The manuscript described anti-tumor activity of ferrocene derivatives based on combination therapy with radiotherapy or ferrocene derivative alone against cervical cancer. The authors revealed that developed ferrocene derivatives showed more potent than cisplatin in in vitro assay using cell lines derived from cervical cancer. Thus, evaluated ferrocene derivatives will be promising anti-tumor agents. Therefore, the manuscript is not too excellent to be published. In other words, the manuscript is so excellent that it should be published.

Comments

(1) Are counter ions such as BF4- safe to normal cells in vivo?

(2) Do ferrocene derivatives easily enter into cells across the membrane? And what are the permeation mechanisms?

(3) Will combination therapy with ferrocene derivatives, radiotherapy, and cisplatin effectively elicit anti-tumor activity?

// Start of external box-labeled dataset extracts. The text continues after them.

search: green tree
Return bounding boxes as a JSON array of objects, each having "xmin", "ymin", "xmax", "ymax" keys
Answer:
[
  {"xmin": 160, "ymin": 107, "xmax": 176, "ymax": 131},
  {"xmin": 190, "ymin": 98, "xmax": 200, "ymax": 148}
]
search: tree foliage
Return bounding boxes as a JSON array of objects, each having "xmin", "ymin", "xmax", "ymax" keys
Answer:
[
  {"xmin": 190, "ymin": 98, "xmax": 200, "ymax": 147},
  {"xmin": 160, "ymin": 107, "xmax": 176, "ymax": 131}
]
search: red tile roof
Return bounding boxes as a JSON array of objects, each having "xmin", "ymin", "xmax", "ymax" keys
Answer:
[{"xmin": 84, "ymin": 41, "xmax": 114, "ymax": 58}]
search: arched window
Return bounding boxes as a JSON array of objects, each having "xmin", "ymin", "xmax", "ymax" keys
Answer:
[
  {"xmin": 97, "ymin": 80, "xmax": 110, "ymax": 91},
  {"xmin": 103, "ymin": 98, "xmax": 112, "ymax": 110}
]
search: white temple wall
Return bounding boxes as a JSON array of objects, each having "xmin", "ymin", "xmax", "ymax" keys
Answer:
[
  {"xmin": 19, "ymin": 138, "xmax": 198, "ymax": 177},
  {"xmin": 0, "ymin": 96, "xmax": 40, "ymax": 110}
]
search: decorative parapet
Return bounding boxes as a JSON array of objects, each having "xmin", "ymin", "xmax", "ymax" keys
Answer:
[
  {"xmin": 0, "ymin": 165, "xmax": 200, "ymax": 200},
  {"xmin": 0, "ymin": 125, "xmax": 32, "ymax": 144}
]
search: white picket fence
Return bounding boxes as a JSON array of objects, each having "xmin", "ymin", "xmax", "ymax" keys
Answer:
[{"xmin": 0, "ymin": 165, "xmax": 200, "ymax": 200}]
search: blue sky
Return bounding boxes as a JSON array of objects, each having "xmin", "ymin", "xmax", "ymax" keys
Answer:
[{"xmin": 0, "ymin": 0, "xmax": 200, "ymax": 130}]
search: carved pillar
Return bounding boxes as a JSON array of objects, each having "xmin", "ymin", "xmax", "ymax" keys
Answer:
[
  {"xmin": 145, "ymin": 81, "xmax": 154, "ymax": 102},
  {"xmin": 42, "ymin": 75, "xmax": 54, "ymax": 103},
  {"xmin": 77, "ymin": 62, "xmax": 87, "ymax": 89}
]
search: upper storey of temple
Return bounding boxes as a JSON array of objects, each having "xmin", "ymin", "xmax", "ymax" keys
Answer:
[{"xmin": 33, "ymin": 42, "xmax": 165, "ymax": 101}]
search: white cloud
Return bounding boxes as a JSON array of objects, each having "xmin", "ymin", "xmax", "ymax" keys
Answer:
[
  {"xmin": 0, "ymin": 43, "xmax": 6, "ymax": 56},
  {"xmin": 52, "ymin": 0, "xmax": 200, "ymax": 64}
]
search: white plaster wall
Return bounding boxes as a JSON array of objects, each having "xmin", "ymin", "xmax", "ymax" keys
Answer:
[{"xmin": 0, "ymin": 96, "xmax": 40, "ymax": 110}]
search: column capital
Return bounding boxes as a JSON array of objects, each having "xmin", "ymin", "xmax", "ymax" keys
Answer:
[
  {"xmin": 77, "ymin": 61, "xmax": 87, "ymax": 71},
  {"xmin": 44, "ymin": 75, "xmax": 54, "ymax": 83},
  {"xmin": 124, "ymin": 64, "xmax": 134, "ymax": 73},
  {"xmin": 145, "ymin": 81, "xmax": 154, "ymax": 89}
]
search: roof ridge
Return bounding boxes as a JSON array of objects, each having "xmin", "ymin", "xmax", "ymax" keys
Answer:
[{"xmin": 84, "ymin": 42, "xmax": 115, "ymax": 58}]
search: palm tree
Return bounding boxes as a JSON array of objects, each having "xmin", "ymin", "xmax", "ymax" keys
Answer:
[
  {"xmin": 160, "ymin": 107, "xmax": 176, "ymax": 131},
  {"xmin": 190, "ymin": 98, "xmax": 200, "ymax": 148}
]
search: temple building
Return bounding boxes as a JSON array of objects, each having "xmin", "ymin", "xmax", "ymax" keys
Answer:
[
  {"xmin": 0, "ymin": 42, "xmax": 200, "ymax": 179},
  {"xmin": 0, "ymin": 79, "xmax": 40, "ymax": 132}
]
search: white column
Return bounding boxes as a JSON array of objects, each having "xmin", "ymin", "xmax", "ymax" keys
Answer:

(4) How was the signal transduction leading to ROS using ferrocene derivatives?

That is all.

Author Response

We are delighted by valuable referee comments and suggestions on our manuscript.

The manuscript described anti-tumor activity of ferrocene derivatives based on combination therapy with radiotherapy or ferrocene derivative alone against cervical cancer. The authors revealed that developed ferrocene derivatives showed more potent than cisplatin in in vitro assay using cell lines derived from cervical cancer. Thus, evaluated ferrocene derivatives will be promising anti-tumor agents. Therefore, the manuscript is not too excellent to be published. In other words, the manuscript is so excellent that it should be published.

1. Are counter ions such as BF4- safe to normal cells in vivo? 
2. Our response: BF₄- anion is essentially non-toxic (LD₅₀ > 5g/kg) as was found within in vivo experiments on rats (for more information see TOXICOLOGICAL EVALUATION No. 136 Tetrafluoroboric acid and its salts 11/2000, BG Chemie).
3. Do ferrocene derivatives easily enter into cells across the membrane? And what are the permeation mechanisms? 
4. Our response: In our previous work (Skoupilova et al., Eur J Pharmacol. 2020) we identified transferrin receptors as key mediators of intracellular accumulation of ferrocenes. Corresponding text including reference was added into discussion (lines 329-332).
5. Will combination therapy with ferrocene derivatives, radiotherapy, and cisplatin effectively elicit anti-tumor activity? 
6. Our response: Thank you for interesting comment. A potential combination of ferrocene derivatives, radiotherapy, and cisplatin is mentioned ion conclusion (lines 396-402).
7. How was the signal transduction leading to ROS using ferrocene derivatives?
8. Our response: Discussion was extended (lines 348-352)

Other changes:

Several typos have been corrected.

In abstract, we changed one sentence, since only compound 1c has been newly synthesized.

We also corrected 1c in Figure 1 and Scheme 1, since there should be Fe⁺ instead of Fe to get neutral chargé.